Si arriva ad utilizzare sofisticate tecniche di imaging (come la scintigrafia ossea con Tecnezio 99m) solo in particolari casi, quando la diagnosi non è chiara. La risonanza magnetica e la tomografia computerizzata con iniezione di mezzo di contrasto sono gli esami che forniscono risultati migliori, ma nei bambini vi può essere una difficoltà di utilizzo a causa della necessità di sedazione.[15] Esistono altri esami diagnostici, come l'ultrasonografia che riesce a dare un quadro sulla grandezza dei danni accessori (come nel caso di un ascesso subperiostale). Nelle forme subacute si preferisce la biopsia.
Occorre differenziarla dall'artrite settica e dalla cellulite infettiva, in quanto anche queste patologie si caratterizzano per la limitazione dei movimenti; tuttavia, la presenza di eritema le differenzia dall'osteomielite.

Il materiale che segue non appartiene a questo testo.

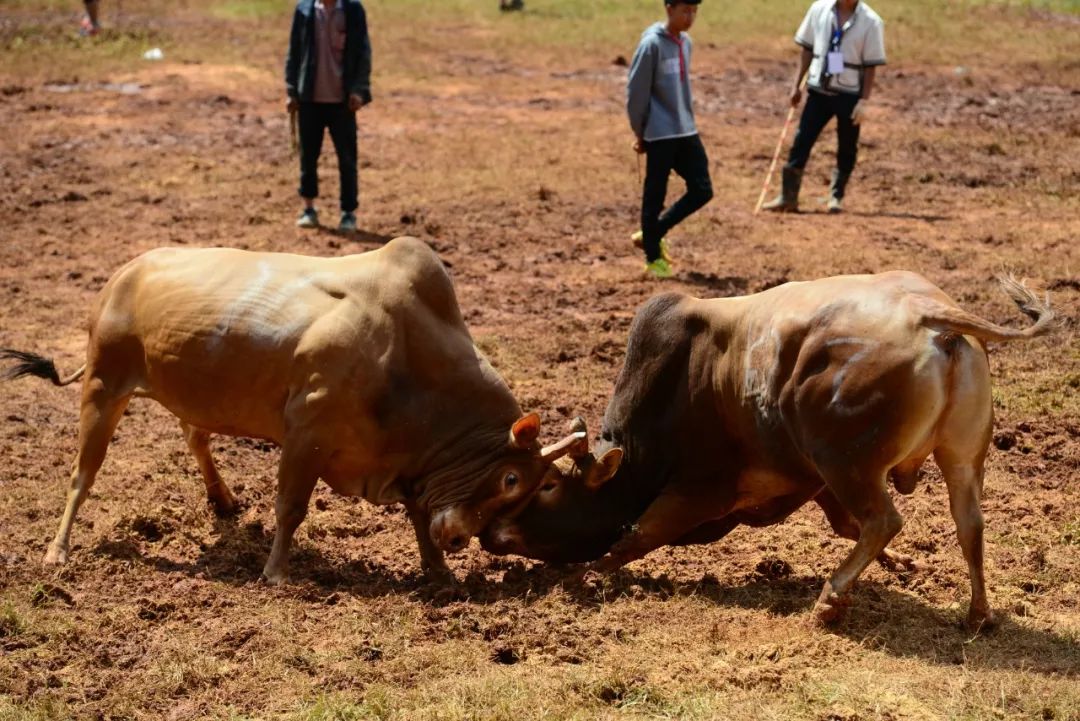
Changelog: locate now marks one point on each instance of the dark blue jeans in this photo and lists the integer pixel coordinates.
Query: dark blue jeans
(688, 159)
(314, 118)
(819, 110)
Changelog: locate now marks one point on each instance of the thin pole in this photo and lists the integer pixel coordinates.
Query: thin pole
(775, 157)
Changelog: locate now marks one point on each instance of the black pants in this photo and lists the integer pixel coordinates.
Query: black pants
(817, 113)
(688, 159)
(313, 119)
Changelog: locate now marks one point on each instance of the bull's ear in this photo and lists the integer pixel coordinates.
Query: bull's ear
(605, 467)
(525, 432)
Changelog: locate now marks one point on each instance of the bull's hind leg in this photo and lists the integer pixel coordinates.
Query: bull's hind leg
(217, 492)
(847, 527)
(862, 494)
(964, 435)
(100, 412)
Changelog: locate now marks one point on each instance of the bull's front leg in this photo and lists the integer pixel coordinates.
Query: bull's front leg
(667, 519)
(296, 478)
(432, 561)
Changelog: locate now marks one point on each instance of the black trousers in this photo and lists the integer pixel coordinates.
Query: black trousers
(688, 159)
(819, 110)
(314, 118)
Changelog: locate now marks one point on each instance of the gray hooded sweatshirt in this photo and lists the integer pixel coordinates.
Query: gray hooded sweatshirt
(658, 90)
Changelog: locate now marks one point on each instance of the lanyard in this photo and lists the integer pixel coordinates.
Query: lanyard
(837, 31)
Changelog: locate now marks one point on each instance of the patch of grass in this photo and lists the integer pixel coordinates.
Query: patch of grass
(1070, 533)
(11, 623)
(45, 708)
(374, 705)
(250, 9)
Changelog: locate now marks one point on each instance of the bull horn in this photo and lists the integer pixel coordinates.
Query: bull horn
(525, 431)
(557, 450)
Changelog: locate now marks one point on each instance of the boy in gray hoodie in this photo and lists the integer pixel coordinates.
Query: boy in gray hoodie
(661, 114)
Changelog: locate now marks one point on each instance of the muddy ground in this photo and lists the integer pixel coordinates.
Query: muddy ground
(517, 172)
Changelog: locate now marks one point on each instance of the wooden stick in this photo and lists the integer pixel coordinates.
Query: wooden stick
(775, 157)
(294, 140)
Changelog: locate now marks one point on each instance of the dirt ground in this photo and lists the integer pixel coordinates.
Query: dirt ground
(516, 168)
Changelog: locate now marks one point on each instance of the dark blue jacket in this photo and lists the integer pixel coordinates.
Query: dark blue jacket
(300, 60)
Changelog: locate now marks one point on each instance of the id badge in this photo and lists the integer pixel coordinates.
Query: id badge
(834, 63)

Inoltre anche fratture e masse tumorali possono avere manifestazioni simili. La leucemia, soprattutto nelle forme acute, mostra un quadro clinico simile (dolore, zoppia, febbre e osteopenia rilevata da radiografie). In questo caso, occorre fare attenzione ad altre manifestazione come la presenza di ecchimosi o discrasie leucocitare. Per il sarcoma di Ewing, la differenziazione avviene tramite biopsia.
Agli inizi del XX secolo circa il 20% dei pazienti con una osteomielite diffusa andavano incontro alla morte. Con le metodiche di nuova concezione, il rischio di morte è diventato trascurabile, rimanendo solo un 5% circa di possibili complicanze.[16]
Nella forma acuta occorre somministrare antibiotici in vena. Si somministrano flucloxacillina e clindamicina (in caso di allergia alle penicilline). Per le forme sostenute da gram positivi resistenti (Staphylococcus aureus) è possibile utilizzare la vancomicina o la teicoplanina. La durata del trattamento cambia a seconda della forma: 4-6 settimane per la forma acuta, arrivando ai 12 per quella cronica.[17]
Nella forma cronica si interviene con la pulizia chirurgica, e si procede con l'escissione dei tessuti infetti; le perdite di sostanza provocate vengono richiuse grazie all'utilizzo di lembi adiacenti o di lembi microvascolarizzati. Nella forma acuta precoce non si ricorre ad interventi chirurgici.